The Spanish government ordered millions of workers back to work last week, while implicitly acknowledging the danger of doing so by telling everyone to sanitize their clothes, phones and shoes after returning from work. Germany is currently gradually reopening schools and workplaces, which Chancellor Angela Merkel is insisting should be open in May. India has given the green light for manufacturing facilities to resume production even without social distancing guidelines.

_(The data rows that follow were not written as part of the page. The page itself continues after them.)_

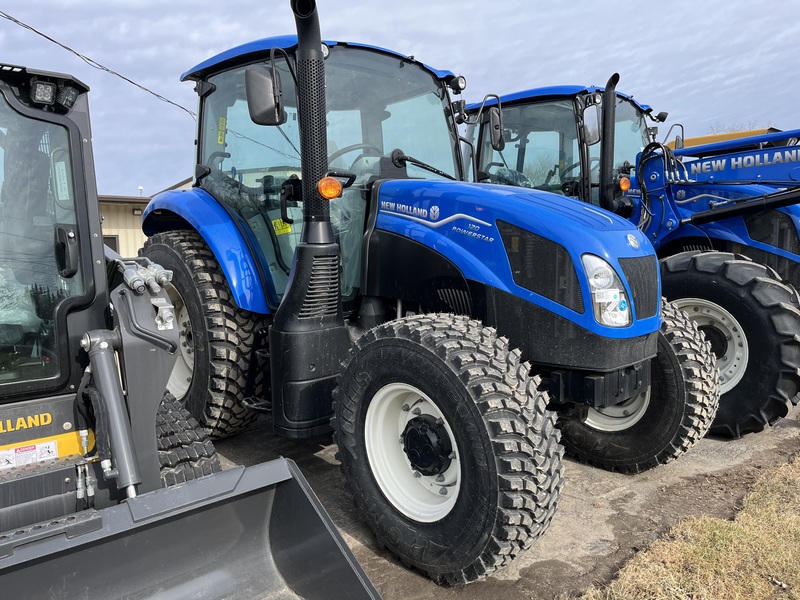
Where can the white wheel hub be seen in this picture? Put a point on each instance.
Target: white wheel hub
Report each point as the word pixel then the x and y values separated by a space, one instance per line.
pixel 181 376
pixel 423 498
pixel 725 335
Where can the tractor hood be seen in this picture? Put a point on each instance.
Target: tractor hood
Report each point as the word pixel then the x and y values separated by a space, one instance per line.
pixel 479 227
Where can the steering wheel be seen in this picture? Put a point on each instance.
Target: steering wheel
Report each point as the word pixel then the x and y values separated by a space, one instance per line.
pixel 351 147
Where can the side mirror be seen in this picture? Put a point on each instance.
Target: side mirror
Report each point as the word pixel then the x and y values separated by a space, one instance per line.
pixel 591 124
pixel 496 129
pixel 263 88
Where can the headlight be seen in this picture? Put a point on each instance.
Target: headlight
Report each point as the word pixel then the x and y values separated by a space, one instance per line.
pixel 609 301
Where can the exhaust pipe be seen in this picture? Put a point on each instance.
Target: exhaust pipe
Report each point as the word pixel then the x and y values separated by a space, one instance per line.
pixel 607 192
pixel 311 109
pixel 308 339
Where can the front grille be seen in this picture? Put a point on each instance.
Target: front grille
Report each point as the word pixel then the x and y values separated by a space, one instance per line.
pixel 322 295
pixel 774 228
pixel 642 276
pixel 542 266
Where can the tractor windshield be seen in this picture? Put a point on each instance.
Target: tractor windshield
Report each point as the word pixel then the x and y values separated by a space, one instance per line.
pixel 542 147
pixel 376 103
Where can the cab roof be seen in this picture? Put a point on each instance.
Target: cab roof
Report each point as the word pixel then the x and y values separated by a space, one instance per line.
pixel 260 49
pixel 553 91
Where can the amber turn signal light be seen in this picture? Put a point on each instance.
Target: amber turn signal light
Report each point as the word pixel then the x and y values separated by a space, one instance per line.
pixel 329 188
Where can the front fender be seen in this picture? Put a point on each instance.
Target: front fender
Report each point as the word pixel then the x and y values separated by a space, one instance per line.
pixel 198 210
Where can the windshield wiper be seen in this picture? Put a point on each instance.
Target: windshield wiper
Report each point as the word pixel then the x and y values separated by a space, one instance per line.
pixel 400 159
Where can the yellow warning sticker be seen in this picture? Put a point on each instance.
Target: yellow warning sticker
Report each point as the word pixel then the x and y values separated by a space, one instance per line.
pixel 221 130
pixel 281 227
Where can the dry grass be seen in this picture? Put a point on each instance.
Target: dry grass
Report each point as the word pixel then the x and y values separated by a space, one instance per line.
pixel 755 556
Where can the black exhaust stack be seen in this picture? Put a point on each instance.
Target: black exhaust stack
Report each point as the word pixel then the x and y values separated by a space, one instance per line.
pixel 608 198
pixel 308 339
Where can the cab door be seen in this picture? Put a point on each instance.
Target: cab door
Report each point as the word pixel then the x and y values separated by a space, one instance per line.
pixel 44 258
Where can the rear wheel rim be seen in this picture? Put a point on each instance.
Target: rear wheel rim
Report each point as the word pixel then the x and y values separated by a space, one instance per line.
pixel 423 498
pixel 727 338
pixel 619 417
pixel 181 377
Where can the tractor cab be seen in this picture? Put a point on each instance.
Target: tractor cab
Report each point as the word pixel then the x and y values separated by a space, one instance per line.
pixel 378 103
pixel 553 137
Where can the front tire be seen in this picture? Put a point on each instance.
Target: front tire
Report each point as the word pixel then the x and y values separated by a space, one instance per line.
pixel 217 337
pixel 662 423
pixel 752 320
pixel 447 445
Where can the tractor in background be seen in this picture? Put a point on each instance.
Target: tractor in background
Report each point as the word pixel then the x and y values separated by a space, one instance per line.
pixel 729 251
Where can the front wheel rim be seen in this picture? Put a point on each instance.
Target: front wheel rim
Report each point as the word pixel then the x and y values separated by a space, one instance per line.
pixel 619 417
pixel 423 498
pixel 732 351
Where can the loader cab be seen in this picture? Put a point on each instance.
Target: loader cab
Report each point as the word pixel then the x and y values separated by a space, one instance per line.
pixel 553 140
pixel 377 102
pixel 46 270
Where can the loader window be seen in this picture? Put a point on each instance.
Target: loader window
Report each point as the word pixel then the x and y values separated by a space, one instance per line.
pixel 36 204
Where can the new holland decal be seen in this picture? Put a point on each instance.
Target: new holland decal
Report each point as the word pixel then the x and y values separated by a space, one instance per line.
pixel 475 228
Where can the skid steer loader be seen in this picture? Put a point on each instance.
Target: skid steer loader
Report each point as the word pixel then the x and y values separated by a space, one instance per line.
pixel 108 487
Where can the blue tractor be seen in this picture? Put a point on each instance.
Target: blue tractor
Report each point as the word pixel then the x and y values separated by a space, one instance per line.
pixel 724 246
pixel 332 269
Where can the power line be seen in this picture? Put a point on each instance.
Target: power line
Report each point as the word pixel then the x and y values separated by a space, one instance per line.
pixel 94 64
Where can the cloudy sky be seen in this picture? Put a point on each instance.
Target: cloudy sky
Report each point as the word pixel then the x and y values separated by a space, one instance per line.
pixel 709 63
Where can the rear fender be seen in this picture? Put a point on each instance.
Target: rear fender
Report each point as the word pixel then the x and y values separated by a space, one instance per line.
pixel 198 210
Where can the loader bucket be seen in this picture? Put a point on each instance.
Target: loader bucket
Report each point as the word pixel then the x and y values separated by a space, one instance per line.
pixel 255 532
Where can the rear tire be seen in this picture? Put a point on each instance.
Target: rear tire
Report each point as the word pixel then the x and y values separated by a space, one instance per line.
pixel 752 320
pixel 216 336
pixel 185 452
pixel 439 402
pixel 661 424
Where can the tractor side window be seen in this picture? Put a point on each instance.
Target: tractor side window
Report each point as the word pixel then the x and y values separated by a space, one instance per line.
pixel 541 148
pixel 249 164
pixel 435 147
pixel 36 205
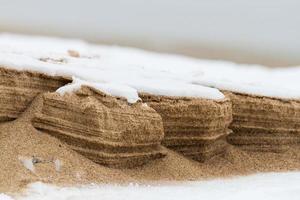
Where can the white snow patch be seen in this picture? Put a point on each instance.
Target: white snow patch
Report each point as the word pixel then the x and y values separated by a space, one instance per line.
pixel 270 186
pixel 57 164
pixel 109 88
pixel 5 197
pixel 123 71
pixel 28 163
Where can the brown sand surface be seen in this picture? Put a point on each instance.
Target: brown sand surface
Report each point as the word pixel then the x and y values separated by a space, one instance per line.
pixel 263 123
pixel 19 140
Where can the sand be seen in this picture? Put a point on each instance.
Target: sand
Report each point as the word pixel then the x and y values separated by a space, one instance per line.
pixel 54 161
pixel 195 127
pixel 29 154
pixel 263 123
pixel 20 139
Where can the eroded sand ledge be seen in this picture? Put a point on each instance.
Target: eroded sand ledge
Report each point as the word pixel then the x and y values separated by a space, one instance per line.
pixel 20 141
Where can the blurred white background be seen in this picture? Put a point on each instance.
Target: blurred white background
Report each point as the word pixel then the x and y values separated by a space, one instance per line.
pixel 249 31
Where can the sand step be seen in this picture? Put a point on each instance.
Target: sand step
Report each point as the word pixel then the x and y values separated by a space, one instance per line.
pixel 105 129
pixel 193 126
pixel 19 88
pixel 263 123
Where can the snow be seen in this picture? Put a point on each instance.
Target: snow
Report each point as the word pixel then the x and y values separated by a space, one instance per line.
pixel 27 162
pixel 269 186
pixel 58 165
pixel 124 71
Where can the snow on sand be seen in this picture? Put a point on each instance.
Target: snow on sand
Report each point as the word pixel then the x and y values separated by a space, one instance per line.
pixel 271 186
pixel 121 71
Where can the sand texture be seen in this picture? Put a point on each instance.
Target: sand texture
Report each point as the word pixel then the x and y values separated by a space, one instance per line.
pixel 264 124
pixel 105 129
pixel 27 155
pixel 18 89
pixel 195 127
pixel 83 137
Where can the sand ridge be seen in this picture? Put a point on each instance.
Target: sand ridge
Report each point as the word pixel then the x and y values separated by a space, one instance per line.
pixel 194 127
pixel 263 123
pixel 24 148
pixel 105 129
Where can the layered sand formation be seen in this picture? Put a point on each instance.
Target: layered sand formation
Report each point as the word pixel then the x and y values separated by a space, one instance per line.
pixel 27 155
pixel 195 127
pixel 19 88
pixel 263 123
pixel 105 129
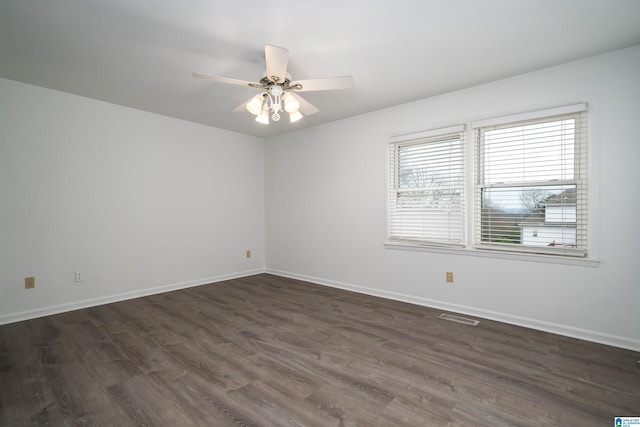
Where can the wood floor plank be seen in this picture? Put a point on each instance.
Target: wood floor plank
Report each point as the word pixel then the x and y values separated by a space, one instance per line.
pixel 272 351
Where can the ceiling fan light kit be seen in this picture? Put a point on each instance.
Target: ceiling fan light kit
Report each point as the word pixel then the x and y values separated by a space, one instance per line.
pixel 278 89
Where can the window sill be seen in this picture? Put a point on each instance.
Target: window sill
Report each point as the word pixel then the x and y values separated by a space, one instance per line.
pixel 549 259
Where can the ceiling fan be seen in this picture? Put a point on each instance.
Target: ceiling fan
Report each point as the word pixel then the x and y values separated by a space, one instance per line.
pixel 279 90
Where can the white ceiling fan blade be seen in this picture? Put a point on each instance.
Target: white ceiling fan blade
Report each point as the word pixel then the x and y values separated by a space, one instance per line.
pixel 306 107
pixel 327 83
pixel 277 59
pixel 220 79
pixel 242 107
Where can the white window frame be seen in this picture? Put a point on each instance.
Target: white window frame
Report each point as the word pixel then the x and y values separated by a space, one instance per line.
pixel 470 246
pixel 402 220
pixel 578 180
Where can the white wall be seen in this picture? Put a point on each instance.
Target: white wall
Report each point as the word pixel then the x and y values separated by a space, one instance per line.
pixel 139 202
pixel 325 207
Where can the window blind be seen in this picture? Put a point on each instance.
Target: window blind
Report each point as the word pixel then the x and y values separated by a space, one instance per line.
pixel 426 182
pixel 531 188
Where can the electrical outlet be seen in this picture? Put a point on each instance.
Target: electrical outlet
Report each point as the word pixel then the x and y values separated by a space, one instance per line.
pixel 29 282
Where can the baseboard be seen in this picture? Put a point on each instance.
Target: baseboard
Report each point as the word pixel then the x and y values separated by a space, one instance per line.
pixel 555 328
pixel 62 308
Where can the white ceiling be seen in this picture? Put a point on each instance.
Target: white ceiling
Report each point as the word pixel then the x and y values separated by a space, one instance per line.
pixel 141 53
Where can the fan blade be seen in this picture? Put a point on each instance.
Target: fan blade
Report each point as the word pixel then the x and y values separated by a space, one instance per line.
pixel 306 107
pixel 328 83
pixel 226 80
pixel 277 59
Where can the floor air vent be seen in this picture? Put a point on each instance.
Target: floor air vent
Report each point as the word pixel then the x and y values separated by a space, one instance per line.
pixel 459 319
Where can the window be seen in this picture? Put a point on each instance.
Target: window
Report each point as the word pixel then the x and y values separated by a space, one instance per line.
pixel 531 190
pixel 426 197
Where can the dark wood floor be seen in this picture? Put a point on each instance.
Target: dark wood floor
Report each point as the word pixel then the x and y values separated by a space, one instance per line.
pixel 270 351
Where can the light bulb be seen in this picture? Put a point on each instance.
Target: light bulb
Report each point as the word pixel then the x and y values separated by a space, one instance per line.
pixel 295 116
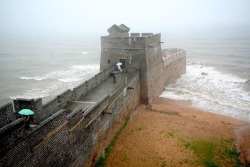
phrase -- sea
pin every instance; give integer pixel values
(217, 78)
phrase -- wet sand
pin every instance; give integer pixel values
(157, 135)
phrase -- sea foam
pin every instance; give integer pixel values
(215, 91)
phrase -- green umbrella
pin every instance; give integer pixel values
(26, 112)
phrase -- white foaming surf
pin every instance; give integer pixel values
(212, 90)
(53, 83)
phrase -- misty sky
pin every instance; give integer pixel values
(91, 16)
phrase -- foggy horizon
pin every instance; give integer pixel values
(59, 18)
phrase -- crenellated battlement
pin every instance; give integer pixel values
(75, 127)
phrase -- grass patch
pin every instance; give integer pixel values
(103, 159)
(215, 152)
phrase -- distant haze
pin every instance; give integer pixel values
(60, 17)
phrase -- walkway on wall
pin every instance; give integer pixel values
(106, 88)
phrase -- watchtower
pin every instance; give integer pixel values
(135, 50)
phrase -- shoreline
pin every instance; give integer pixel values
(156, 135)
(241, 127)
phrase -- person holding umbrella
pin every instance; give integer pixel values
(26, 113)
(119, 64)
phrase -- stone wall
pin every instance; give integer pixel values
(67, 138)
(78, 136)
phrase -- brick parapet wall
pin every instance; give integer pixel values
(70, 142)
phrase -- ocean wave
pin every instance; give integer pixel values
(85, 53)
(32, 78)
(215, 91)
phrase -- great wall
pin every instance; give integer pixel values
(74, 128)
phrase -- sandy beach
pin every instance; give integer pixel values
(173, 133)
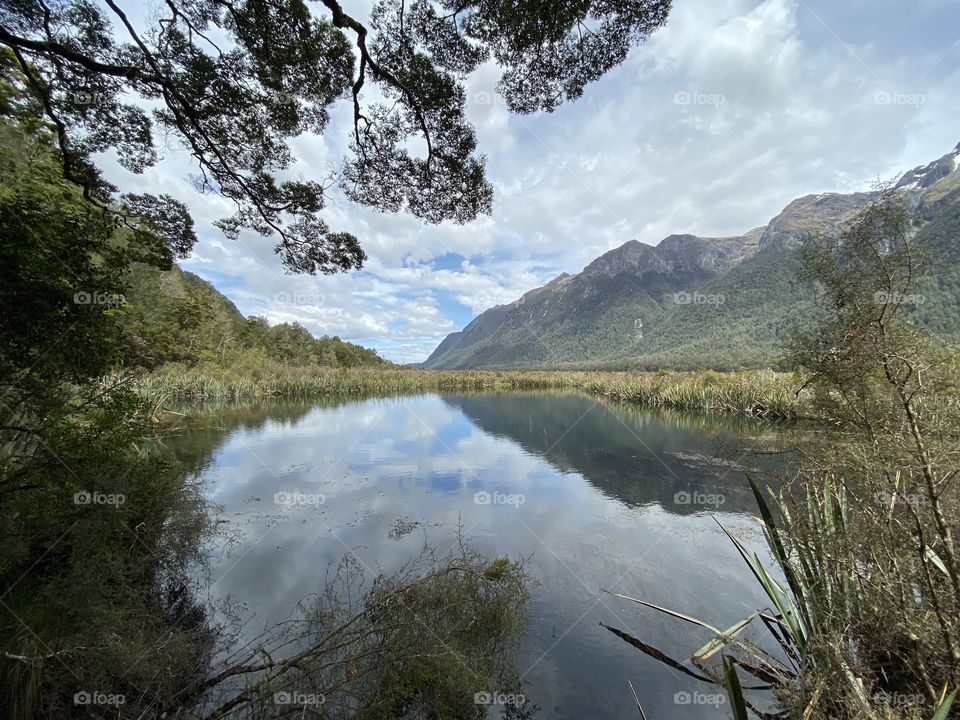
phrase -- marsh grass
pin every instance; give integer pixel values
(759, 393)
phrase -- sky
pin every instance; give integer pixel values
(711, 127)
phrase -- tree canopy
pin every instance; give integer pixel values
(232, 82)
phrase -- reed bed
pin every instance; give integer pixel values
(760, 393)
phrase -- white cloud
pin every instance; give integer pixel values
(732, 110)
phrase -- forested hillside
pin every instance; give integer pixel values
(175, 316)
(721, 303)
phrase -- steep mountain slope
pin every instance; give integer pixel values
(703, 302)
(176, 316)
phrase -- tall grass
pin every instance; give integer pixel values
(761, 393)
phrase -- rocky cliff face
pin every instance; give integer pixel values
(749, 284)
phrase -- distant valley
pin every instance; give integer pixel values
(689, 302)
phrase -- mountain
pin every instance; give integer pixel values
(688, 302)
(176, 316)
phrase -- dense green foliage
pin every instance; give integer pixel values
(736, 316)
(234, 82)
(173, 316)
(762, 393)
(103, 534)
(865, 603)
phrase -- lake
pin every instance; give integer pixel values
(597, 496)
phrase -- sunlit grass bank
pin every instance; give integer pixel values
(763, 393)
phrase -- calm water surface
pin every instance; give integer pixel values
(598, 496)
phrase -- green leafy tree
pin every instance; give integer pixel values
(233, 81)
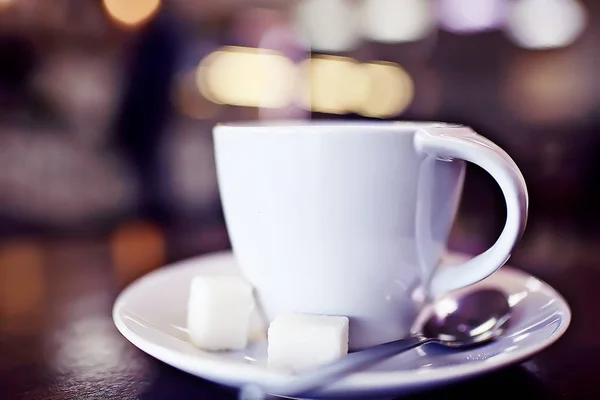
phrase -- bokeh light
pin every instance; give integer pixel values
(248, 77)
(131, 12)
(329, 25)
(335, 84)
(471, 16)
(397, 21)
(545, 24)
(391, 90)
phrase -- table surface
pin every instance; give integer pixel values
(58, 341)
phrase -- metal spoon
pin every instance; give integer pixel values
(457, 321)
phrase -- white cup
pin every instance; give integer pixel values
(346, 218)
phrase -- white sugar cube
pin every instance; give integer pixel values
(302, 341)
(219, 312)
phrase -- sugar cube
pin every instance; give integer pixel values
(219, 312)
(298, 342)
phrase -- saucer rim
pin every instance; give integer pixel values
(234, 373)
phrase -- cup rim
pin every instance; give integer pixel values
(325, 124)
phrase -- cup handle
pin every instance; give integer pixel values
(464, 143)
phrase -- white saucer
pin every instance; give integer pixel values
(151, 314)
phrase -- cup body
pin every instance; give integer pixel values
(337, 218)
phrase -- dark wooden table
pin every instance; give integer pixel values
(57, 339)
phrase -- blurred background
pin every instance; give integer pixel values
(107, 107)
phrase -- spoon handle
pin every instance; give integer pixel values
(305, 383)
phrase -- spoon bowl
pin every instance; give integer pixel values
(456, 320)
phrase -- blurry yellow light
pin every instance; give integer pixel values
(391, 90)
(247, 77)
(131, 12)
(336, 85)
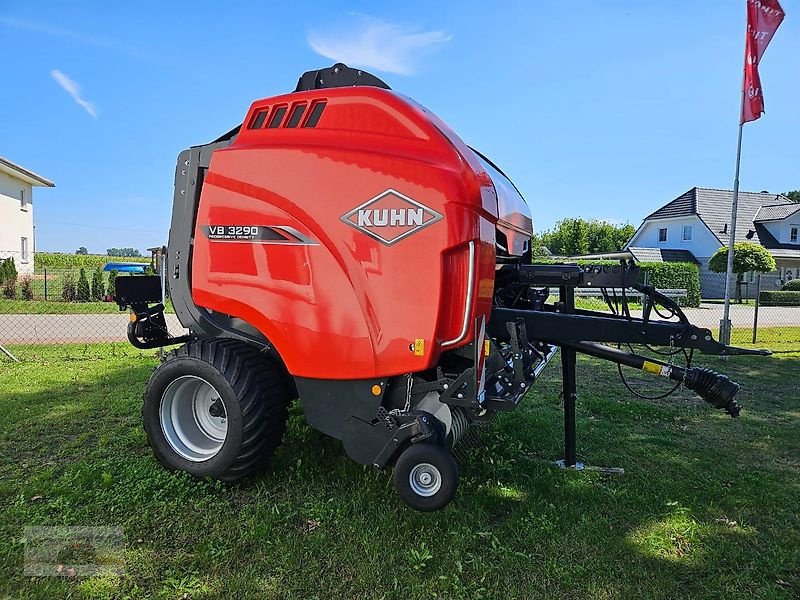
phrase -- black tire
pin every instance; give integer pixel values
(415, 462)
(253, 392)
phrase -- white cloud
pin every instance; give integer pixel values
(74, 90)
(372, 43)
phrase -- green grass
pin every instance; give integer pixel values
(708, 507)
(42, 307)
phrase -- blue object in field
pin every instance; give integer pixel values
(126, 267)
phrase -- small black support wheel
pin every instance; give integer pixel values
(426, 477)
(216, 408)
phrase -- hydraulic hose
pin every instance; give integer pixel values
(716, 389)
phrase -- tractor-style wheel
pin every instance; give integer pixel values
(426, 477)
(215, 408)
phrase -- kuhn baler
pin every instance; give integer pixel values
(344, 246)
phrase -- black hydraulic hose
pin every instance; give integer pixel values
(160, 343)
(716, 389)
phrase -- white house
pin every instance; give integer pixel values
(698, 222)
(16, 213)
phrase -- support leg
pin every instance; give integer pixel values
(569, 387)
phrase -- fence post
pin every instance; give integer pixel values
(755, 314)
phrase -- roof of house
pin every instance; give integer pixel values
(13, 169)
(776, 212)
(713, 207)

Turkey, which now has more cases than both Iran and China, never halted nonessential industries in the first place. President Recep Tayyip Erdoğan has at most implemented weekend curfews and a four-day lockdown beginning today, totally inadequate compared to the warnings from the Turkish Medical Association that all unnecessary work should stop with full resources to contain the pandemic.
In the United States, where the coronavirus has exceeded both cancer and heart disease as the number one cause of death, President Donald Trump is allowing individual states to determine how to reopen. Several states have either announced or already begun to let restaurants and retail stores reopen, including South Carolina, Georgia, Tennessee and Montana.
The premise for these actions is that because the number of new cases is decreasing, the pandemic is becoming contained and thus it is safe to resume normal life. They ignore the warnings from the World Health Organization that, “Early evidence suggests most of the world’s population remains susceptible. That means epidemics can easily re-ignite.”
This is already being seen in China, Japan and Singapore, which have all had a recent surge in cases. That the coronavirus can continue to spread even in countries which have implemented aggressive social distancing, testing, contact tracing and quarantine measures from the beginning of their respective outbreaks should stand as a stark warning about continued persistence, virulence and ultimately deadliness of the pandemic.
A warning against a second wave of the pandemic was also issued by US Centers for Disease Control and Prevention Director Robert Redfield, who said, “There's a possibility that the assault of the virus on our nation next winter will actually be even more difficult than the one we just went through.” He continued, “We're going to have the flu epidemic and the coronavirus epidemic at the same time.”
If schools and workplaces continue to open, however, the number of coronavirus cases and deaths will not spike next winter, but in the coming weeks and months. And there is every reason to believe it will be worse than what has already befallen a large section of humanity. The pandemic has already spread to every corner of the planet and has only been slowed down by the fact that more than four billion people are in some form of isolation. Sending millions back to work in countries, such as in the United States, with inadequate testing and contact tracing capabilities will cost countless lives.